Он его уважал — большое ружье, он верил в него так, как в мирные времена верил в стальные лемехи тяжелого плуга. Он был умелым пахарем в мирные времена, а в час войны Громов взял в руки ружье, пробивающее броню германского танка. Это ружье было подстать его натуре, его нелегкой душе, его недобрым зеленым глазам, всему духу человека, не прощающего обиду и помнящего добро и зло до последнего вздоха. Он не так уж сладко жил до войны, Громов: он изведал и тяжкий долгий труд и нужду. Но такой обиды он не мог помыслить себе. И он шел на врага, припадая на ту ногу, куда ложилась тяжесть ружья, облизывая пересохшие губы, дыша знойным, белым от пыли воздухом, необщительный, неудобный для людей, шедших рядом и уступающих ему дорогу. Так в древние времена шли воины с неуклюжими мушкетами, и все кругом поглядывали на них с почтением, надеждой и даже со страхом. И в словах его, в насмешливой и гордой независимости проявлялась душа человека, который пошел на войну, ничего уж не жалея: мог он, усмехнувшись, отдать последнюю папиросу, небрежно кинуть попросившему прикурить бойцу единственный свой коробок спичек, не жалел он своего заболевшего в походе тела, не считал быстрых ударов сердца, не думал о смерти, навстречу которой шагал.

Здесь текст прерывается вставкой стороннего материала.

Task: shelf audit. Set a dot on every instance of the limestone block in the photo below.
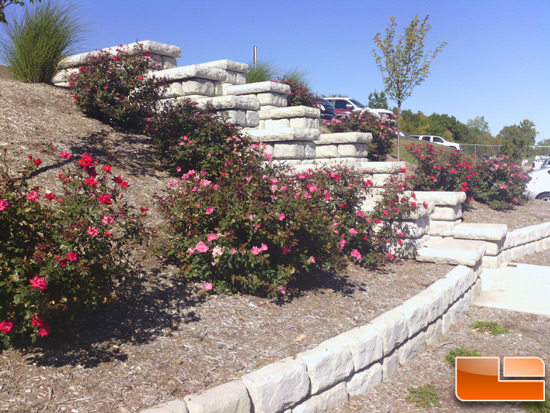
(325, 401)
(412, 348)
(393, 329)
(352, 150)
(443, 228)
(234, 116)
(485, 232)
(390, 365)
(442, 197)
(434, 331)
(286, 134)
(304, 123)
(277, 123)
(364, 380)
(259, 87)
(174, 406)
(252, 118)
(168, 62)
(492, 261)
(201, 87)
(271, 99)
(447, 213)
(296, 112)
(463, 278)
(227, 397)
(327, 151)
(310, 150)
(277, 386)
(327, 364)
(412, 229)
(346, 137)
(365, 344)
(289, 150)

— Громов, верно: сходил бы в санчасть, — сказал ему старший сержант Игнатьев.
— Нет, — отвечал Громов.
Ему было очень трудно, жестокая война всей тяжестью легла на его плечи; его знобило ночью, а днем в степи иногда белый туман застилал ему глаза, и он не знал — пыль ли это встала в воздухе, или меркнет от хвори его зрение.
И он шагал все вперед, больной солдат, упрямый и злой, не ждущий никаких похвал за великий подвиг — терпение.
Ночью они заняли боевой рубеж. Пробираться пришлось ползком, то и дело останавливаясь, припадая к земле. Над передним краем летала фашистская «керосинка», потрескивающий шумливый самолет.